I wrote this post back in June, published it, then unpublished it after a moment of panic that people would think I was oversharing or that my past situation made them feel uncomfortable. Except I’ve come to realise that those are my issues and the uncomfortable feeling is mine. A feeling that I will appear vulnerable when I am (mostly) fixed. A feeling that people reading might lose respect for me because of the situation I allowed myself to be in.
A blogger friend of mine asked on Facebook what song makes you feel emotional? It was easy for me to answer the question but my response may have seemed odd and a little vague so I thought I’d explain the reasons behind the song that has such a profound effect on me. My answer to Hannah’s question was that this particular song, the one that evoked such emotion, is the song that changed my life…
Years ago back when I was 20 I was in a very bad relationship. So dreadful in fact it was completely toxic. Each day that went by I lost another piece of myself. The person I was with was devious and dark and treated me appallingly. I lost my confidence, my self-worth, my personality. All of it stolen away bit, by bit, by bit.
It wasn’t unusual for me to be alone in the evenings once the children were in bed and this particular night I had a film to watch. The film was Moulin Rouge and the song, my song, is ‘Come What May’
I had never seen a film quite like it; quirky and unusually shot with an incredible musical score. What I fell for the most was the utter devotion between the main characters Satine and Christian, that all-consuming, powerful and tangible love.
The sort of love that you learn about as you get older.
Heady, intoxicating makes you swoon kind of love. Something I had certainly never felt before and wouldn’t for a few years to come.

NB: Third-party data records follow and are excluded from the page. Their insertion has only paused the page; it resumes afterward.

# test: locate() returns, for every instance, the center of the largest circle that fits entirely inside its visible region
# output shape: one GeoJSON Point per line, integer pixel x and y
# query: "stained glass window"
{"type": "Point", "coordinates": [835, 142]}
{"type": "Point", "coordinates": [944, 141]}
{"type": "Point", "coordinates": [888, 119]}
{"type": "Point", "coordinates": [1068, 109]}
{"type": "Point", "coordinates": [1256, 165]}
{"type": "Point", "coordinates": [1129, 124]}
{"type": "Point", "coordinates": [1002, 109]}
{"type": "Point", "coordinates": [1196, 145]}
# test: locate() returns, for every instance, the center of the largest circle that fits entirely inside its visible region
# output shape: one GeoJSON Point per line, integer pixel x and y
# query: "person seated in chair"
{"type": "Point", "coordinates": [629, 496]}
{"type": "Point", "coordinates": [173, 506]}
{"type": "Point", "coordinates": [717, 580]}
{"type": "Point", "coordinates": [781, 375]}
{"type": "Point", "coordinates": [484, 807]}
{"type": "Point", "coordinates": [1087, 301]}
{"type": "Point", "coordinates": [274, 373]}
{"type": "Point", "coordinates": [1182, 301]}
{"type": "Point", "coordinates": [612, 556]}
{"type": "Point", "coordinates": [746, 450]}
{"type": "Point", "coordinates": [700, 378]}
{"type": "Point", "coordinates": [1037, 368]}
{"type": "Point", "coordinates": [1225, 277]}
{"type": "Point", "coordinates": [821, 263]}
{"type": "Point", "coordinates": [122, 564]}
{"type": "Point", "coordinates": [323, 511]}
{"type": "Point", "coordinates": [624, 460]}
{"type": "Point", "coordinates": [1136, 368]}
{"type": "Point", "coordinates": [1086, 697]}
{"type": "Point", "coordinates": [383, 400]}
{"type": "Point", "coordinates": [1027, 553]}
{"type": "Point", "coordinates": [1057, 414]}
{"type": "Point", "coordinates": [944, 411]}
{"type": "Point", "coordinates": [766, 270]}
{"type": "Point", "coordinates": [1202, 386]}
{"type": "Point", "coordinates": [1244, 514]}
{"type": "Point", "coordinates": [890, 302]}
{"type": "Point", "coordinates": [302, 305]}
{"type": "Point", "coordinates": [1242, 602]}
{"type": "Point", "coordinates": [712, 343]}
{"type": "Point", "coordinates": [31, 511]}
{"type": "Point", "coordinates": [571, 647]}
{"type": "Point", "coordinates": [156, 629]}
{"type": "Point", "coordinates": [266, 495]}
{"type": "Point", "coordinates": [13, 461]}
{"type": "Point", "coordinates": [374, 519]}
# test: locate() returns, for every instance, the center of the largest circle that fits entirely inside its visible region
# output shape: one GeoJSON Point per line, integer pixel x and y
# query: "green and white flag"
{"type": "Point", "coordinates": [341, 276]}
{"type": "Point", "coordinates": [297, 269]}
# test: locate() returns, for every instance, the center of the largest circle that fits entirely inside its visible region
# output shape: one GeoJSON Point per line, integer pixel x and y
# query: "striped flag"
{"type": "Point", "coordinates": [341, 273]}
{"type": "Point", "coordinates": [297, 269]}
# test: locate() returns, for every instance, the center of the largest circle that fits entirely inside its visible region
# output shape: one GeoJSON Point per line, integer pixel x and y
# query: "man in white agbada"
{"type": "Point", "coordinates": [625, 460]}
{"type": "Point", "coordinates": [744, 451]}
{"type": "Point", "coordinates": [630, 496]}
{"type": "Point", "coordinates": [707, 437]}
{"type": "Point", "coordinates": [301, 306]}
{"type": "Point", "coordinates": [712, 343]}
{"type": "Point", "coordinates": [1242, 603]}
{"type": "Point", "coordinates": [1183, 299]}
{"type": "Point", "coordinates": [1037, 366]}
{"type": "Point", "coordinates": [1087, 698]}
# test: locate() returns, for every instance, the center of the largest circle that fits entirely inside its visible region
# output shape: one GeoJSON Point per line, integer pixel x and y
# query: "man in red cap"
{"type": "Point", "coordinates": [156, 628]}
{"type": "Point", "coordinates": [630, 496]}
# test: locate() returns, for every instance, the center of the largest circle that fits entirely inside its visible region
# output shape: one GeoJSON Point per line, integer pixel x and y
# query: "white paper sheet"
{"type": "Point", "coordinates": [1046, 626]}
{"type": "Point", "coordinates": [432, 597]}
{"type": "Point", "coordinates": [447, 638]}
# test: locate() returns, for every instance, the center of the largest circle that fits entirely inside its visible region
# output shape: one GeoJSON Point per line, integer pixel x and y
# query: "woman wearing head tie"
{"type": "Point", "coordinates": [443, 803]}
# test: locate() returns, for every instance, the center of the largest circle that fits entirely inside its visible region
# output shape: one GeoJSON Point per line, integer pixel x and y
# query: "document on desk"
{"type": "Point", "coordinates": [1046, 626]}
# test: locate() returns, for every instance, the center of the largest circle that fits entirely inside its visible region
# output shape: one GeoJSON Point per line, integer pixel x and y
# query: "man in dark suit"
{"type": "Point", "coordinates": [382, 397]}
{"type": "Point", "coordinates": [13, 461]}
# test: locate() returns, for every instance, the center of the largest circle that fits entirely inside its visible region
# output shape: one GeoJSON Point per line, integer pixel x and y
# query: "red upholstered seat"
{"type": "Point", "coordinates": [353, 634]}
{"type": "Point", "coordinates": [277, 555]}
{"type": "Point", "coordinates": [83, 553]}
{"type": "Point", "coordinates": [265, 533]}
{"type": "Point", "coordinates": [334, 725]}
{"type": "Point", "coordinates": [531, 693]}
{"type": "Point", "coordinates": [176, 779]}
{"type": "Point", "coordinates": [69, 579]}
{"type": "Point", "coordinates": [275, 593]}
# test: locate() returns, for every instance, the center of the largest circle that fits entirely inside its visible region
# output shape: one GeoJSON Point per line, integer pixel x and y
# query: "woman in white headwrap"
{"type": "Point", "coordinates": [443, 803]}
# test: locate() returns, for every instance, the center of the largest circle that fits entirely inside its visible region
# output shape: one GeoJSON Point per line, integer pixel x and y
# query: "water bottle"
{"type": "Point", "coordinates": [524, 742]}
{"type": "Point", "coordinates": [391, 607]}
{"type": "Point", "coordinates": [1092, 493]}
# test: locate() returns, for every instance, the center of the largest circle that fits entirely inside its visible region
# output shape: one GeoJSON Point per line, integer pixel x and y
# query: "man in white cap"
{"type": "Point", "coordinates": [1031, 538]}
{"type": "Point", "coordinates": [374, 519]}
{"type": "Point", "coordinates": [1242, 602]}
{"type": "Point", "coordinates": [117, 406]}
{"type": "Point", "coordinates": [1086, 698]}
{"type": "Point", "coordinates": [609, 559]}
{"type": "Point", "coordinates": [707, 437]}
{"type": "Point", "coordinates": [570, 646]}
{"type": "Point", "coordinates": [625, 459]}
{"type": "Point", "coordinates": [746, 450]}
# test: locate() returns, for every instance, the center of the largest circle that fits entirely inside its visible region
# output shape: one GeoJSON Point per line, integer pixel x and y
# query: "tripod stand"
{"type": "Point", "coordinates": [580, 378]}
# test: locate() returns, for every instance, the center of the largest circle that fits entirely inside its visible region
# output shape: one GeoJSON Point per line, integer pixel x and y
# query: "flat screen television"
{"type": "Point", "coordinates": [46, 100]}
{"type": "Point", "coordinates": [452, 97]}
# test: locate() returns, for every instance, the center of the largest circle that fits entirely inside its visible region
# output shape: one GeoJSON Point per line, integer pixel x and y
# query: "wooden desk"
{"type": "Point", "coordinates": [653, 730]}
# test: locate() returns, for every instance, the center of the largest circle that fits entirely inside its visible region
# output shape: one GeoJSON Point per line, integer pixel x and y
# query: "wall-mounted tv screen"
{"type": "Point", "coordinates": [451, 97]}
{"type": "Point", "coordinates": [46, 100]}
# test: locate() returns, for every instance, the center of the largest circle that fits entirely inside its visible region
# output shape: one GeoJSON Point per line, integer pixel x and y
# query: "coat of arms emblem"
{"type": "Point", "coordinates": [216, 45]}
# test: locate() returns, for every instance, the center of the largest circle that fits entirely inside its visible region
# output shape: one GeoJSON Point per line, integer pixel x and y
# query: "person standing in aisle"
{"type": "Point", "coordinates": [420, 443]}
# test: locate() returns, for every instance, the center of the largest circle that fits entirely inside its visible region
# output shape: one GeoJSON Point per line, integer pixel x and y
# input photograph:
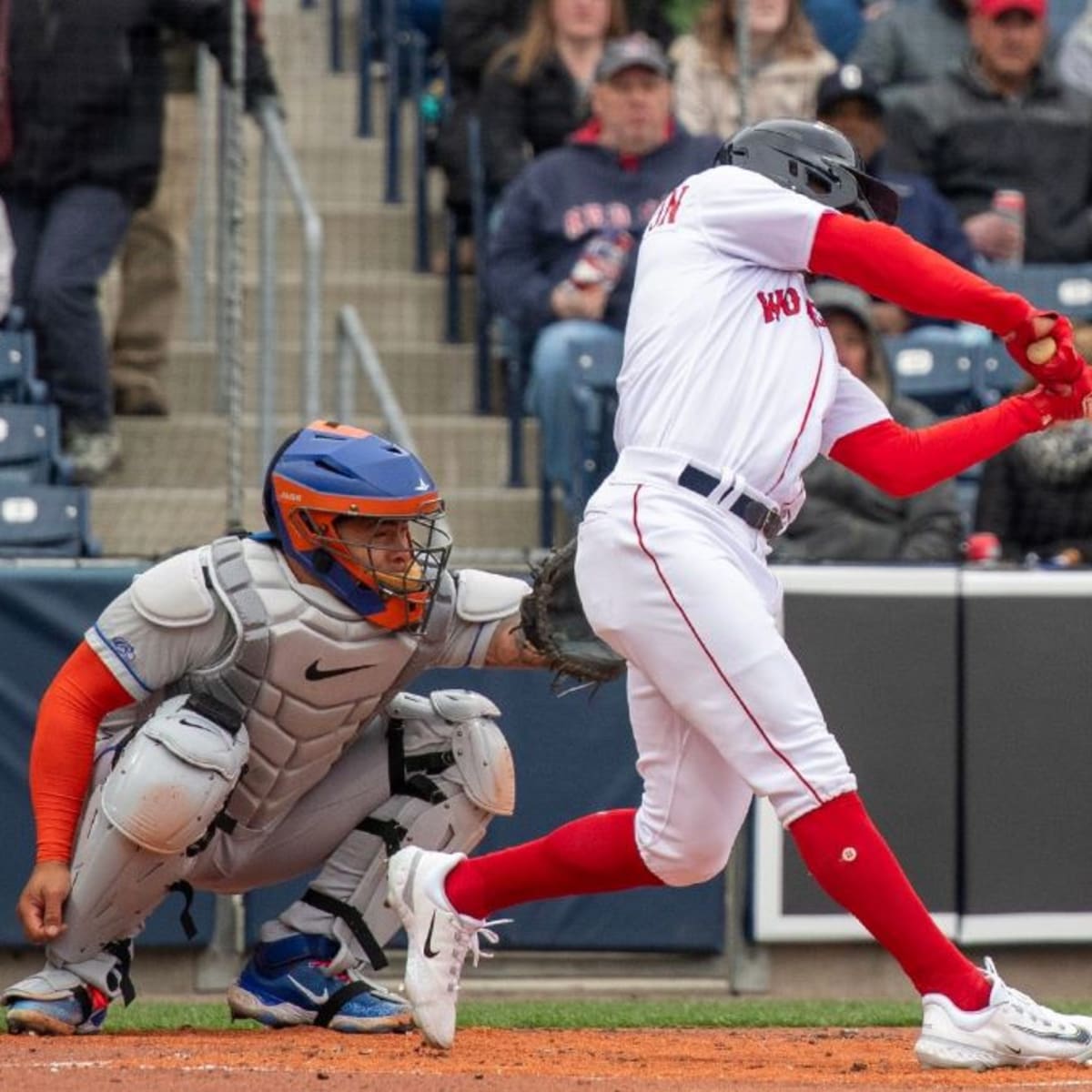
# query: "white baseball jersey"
{"type": "Point", "coordinates": [726, 359]}
{"type": "Point", "coordinates": [730, 372]}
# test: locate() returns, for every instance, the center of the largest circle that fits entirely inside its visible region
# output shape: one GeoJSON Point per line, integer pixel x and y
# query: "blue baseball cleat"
{"type": "Point", "coordinates": [288, 984]}
{"type": "Point", "coordinates": [79, 1011]}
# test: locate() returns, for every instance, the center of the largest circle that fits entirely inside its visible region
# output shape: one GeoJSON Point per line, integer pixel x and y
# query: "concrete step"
{"type": "Point", "coordinates": [356, 235]}
{"type": "Point", "coordinates": [148, 521]}
{"type": "Point", "coordinates": [343, 167]}
{"type": "Point", "coordinates": [427, 378]}
{"type": "Point", "coordinates": [190, 450]}
{"type": "Point", "coordinates": [393, 305]}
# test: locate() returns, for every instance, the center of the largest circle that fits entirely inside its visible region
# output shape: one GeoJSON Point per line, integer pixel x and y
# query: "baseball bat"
{"type": "Point", "coordinates": [1040, 352]}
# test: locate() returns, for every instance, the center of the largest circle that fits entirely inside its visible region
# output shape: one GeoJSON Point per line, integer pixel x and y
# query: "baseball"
{"type": "Point", "coordinates": [1042, 350]}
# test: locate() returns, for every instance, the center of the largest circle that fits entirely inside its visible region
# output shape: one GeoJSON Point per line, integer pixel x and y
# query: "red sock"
{"type": "Point", "coordinates": [593, 854]}
{"type": "Point", "coordinates": [852, 863]}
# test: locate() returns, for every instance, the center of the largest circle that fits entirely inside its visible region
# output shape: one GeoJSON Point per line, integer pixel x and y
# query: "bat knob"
{"type": "Point", "coordinates": [1040, 352]}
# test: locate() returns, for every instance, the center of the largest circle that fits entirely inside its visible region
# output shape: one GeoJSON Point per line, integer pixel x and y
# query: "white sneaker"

When they sang that song to one another I thought to myself who is going to love ME like that until MY dying day?
Certainly not him, the one who’s name even now after all these years I can not even bear to speak aloud.
The one who’s voice still rings in my ears as I sleep.
The one who’s breath I can still feel too close to my face.
And this song, it stopped me right there in my tracks.
My defining moment.
Of course to any normal person this might sound completely insane but I promise you it is the truth. I was so moved by the music and the emotion of the film. I made up my mind right there and then.
I had been burnt, beaten, left in a crumpled soggy pile on the floor. Spat at, urinated on and humiliated. What the hell am I doing? Get out and get out now.
And so I did.
It seems so ludicrously simple and even writing this I feel so ashamed, I may not even be brave enough to hit publish. I am ashamed that I let this person stay in my life for even a single moment longer than when the first alarm bells started ringing. Devastated for my children but eternally thankful that they were too young to remember all the ways in which their young lives were wronged and corrupted by violence.
It almost sounds ridiculous that Ewan McGregor and Nicole Kidman singing a love song in a fictitious film was what it took to give me the impetus to stand up for myself, but there you have it and that’s the truth.
That’s my song, part of the musical score of my life.
If you are in a situation similar to mine I hope from somewhere you find the courage to leave. Talk to someone and if you have nobody, you have me. I promise you I am here to be your confidante if you need me.
I know what it’s like to have to pretend to be someone you are not.
I know how hard it is to walk away.
I know you are afraid.
I want you to see that life doesn’t have to be that way, that there is light at the end of your tunnel too.
You will learn to accept yourself. You can be happy. You can dream and have ambition and live a full life.
Please find the strength from somewhere within like I did.